Abstract

Given the rapid technological advances in our society and the increase in artificial and automated advisors with whom we interact on a daily basis, it is becoming increasingly necessary to understand how users interact with and why they choose to request and follow advice from these types of advisors. More specifically, it is necessary to understand errors in advice utilization. In the present study, we propose a methodological framework for studying interactions between users and automated or other artificial advisors. Specifically, we propose the use of virtual environments and the tarp technique for stimulus sampling, ensuring sufficient sampling of important extreme values and the stimulus space between those extremes. We use this proposed framework to identify the impact of several factors on when and how advice is used.
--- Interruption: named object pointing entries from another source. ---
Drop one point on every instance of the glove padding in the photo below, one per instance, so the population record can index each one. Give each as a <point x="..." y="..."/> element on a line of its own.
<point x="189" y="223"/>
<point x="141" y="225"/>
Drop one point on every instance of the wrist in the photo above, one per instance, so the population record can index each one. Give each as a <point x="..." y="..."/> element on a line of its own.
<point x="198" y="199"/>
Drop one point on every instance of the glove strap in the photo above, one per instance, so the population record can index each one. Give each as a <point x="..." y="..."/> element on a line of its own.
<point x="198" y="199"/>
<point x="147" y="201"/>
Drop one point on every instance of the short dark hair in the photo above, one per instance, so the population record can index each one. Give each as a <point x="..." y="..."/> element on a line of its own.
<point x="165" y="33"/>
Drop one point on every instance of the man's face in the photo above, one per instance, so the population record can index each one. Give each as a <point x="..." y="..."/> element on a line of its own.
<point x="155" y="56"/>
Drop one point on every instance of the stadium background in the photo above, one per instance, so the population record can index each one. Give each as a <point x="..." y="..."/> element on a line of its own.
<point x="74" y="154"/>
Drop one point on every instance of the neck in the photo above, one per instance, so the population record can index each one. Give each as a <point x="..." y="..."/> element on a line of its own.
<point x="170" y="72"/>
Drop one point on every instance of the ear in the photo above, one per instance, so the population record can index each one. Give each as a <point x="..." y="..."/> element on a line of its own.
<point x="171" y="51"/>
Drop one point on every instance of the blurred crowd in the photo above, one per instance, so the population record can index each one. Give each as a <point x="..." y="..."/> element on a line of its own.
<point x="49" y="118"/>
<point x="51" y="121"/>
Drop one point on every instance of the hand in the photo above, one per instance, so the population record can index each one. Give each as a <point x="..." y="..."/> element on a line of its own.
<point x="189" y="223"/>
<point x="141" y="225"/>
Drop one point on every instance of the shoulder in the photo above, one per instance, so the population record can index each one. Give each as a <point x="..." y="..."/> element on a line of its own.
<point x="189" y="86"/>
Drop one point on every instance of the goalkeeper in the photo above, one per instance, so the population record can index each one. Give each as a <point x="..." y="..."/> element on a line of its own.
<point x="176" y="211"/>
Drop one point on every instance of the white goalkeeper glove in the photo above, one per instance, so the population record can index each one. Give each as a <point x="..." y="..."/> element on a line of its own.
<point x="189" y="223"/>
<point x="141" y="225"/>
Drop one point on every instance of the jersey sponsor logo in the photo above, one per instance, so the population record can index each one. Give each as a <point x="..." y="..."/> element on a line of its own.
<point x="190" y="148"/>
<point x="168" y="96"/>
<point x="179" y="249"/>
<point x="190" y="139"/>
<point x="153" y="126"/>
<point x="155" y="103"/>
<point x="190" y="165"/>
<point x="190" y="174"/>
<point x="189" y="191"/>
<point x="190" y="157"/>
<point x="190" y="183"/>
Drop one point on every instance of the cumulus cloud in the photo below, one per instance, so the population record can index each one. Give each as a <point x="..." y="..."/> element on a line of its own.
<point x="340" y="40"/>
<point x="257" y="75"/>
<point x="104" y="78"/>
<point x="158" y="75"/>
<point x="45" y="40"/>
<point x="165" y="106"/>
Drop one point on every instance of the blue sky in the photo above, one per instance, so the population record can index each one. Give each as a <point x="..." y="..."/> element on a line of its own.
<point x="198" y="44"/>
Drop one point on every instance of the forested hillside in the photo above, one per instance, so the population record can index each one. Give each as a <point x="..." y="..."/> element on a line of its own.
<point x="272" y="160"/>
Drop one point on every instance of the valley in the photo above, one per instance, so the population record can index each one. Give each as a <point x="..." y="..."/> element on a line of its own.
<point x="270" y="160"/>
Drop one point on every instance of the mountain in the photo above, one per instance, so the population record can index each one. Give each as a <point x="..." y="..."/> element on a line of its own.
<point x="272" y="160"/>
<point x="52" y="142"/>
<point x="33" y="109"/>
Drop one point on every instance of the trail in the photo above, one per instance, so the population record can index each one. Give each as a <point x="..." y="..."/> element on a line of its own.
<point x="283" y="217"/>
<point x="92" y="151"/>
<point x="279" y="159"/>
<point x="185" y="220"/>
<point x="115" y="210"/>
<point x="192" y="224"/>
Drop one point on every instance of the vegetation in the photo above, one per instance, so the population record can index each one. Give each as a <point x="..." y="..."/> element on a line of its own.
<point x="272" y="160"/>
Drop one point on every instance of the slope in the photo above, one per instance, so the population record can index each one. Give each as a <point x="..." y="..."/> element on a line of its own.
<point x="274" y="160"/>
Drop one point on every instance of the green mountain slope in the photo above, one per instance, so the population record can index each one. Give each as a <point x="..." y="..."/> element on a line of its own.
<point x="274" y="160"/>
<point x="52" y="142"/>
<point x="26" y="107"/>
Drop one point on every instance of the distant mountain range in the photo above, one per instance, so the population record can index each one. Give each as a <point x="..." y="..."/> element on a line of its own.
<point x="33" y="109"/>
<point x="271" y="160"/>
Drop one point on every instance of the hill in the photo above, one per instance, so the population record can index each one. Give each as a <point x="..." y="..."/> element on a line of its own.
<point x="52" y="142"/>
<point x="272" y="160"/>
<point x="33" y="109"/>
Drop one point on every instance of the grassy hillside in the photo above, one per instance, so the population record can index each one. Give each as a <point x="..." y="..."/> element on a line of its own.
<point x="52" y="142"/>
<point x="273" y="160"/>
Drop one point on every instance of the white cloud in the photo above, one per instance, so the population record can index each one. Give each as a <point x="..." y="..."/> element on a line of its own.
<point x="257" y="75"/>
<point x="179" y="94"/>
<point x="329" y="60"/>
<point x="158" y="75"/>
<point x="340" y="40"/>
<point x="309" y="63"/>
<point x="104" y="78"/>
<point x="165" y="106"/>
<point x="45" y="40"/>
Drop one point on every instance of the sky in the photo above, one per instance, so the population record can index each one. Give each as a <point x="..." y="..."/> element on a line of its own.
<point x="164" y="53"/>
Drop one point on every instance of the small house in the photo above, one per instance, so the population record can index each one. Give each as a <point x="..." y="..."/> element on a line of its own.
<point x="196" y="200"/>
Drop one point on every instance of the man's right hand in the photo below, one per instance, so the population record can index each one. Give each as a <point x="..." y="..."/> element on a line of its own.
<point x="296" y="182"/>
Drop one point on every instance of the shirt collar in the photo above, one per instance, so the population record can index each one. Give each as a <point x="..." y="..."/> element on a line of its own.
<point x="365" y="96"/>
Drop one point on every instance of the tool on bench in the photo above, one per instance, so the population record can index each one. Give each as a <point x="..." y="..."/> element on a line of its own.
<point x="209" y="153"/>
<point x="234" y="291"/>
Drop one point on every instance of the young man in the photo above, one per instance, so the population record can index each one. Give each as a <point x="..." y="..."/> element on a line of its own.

Additionally, because these interactions take place in different environments, we explore the impact of where the interaction takes place on the decision to interact. We varied the cost of advice, the reliability of the advisor, and the predictability of the environment to better understand the impact of these factors on the overutilization of suboptimal advisors and underutilization of optimal advisors. We found that less predictable environments, more reliable advisors, and lower costs for advice led to overutilization, whereas more predictable environments and less reliable advisors led to underutilization. Moreover, once advice was received, users took longer to make a final decision, suggesting less confidence and trust in the advisor when the reliability of the advisor was lower, the environment was less predictable, and the advice was not consistent with the environmental cues. These results contribute to a more complete understanding of advice utilization and trust in advisors.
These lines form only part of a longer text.